I would like to have examples of a finite group, $G$, with a finite dimensional representation, $V$, (over the complex numbers, say) with four conditions:
You can interchange the role of symmetric and exterior squares, if you wish.
Let $G=\mathrm{PSU}(3,5)$, the simple group of order 126,000. Let $\chi_2$ be the $20$ dimensional representation. This has an invariant (symplectic) inner product. Then the symmetric square is $\chi_7 + \chi_{10}$, while the exterior square is $\chi_1+\chi_4+\chi_5+\chi_6+\chi_8$. Here, the dimensions are $84+126$ and $1+28+28+28+105$. This is an example with the roles interchanged, as permitted by the question. I've used ATLAS notation for the characters.

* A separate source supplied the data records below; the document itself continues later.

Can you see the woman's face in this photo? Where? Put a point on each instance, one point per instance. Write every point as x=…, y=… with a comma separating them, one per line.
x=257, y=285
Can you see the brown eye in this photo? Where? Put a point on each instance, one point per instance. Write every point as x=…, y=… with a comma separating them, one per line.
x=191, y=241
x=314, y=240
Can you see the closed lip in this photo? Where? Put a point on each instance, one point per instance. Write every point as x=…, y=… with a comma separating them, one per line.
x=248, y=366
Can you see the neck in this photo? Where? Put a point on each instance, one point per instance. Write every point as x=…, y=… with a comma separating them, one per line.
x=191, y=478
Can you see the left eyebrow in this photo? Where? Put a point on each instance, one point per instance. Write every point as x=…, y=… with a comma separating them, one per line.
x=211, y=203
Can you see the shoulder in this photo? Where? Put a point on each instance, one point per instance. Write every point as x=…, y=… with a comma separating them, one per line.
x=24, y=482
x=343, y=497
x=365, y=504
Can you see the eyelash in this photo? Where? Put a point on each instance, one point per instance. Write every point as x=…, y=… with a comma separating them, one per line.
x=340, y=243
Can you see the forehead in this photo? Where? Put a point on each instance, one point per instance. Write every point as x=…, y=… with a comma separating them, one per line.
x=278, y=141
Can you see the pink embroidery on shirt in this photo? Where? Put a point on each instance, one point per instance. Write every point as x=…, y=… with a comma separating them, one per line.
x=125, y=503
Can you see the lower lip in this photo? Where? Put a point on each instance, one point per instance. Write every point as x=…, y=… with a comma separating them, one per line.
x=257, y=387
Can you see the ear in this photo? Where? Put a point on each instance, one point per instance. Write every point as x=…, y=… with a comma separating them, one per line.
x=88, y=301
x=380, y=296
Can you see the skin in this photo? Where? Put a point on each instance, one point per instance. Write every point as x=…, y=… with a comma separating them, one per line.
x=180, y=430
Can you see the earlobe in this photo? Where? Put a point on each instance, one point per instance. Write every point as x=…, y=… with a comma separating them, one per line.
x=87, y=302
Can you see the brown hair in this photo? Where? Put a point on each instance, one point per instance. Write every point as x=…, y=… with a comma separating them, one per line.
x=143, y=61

Here is a simple infinite family of examples which shows that we can have as many irreducible constituents as we want in both the symmetric and exterior square. Let $G=\operatorname{PGL}_2(\mathbb{F}_q)$, where $q$ is odd and let $V$ be the Steinberg representation (which has dim $q$). It can be checked that $V\otimes V$ is multiplicity-free and contains every irrep of $G$ except the non-trivial one-dimensional one (this is the least obvious step). Moreover, $V$ has real-valued character, so carries a $G$-invariant bilinear form.
The group $G$ has $(q-3)/2$ irreps of dim $q+1$, $(q-1)/2$ irreps of dim $q-1$, 2 irreps of dim $q$ and 2 of dim 1. Meanwhile, the symmetric square of $V$ has dim $q(q+1)/2$ and the exterior square has dim $q(q-1)/2$. Thus, for $q$ large enough, each one contains more than $N$ irreducible constituents, for any given positive $N$. For example, for $q=11$, $G$ has order 1,320 and the symmetric and exterior squares of $V$ both have at least 5 irreducible constituents (one can easily find a better bound or even the exact numbers).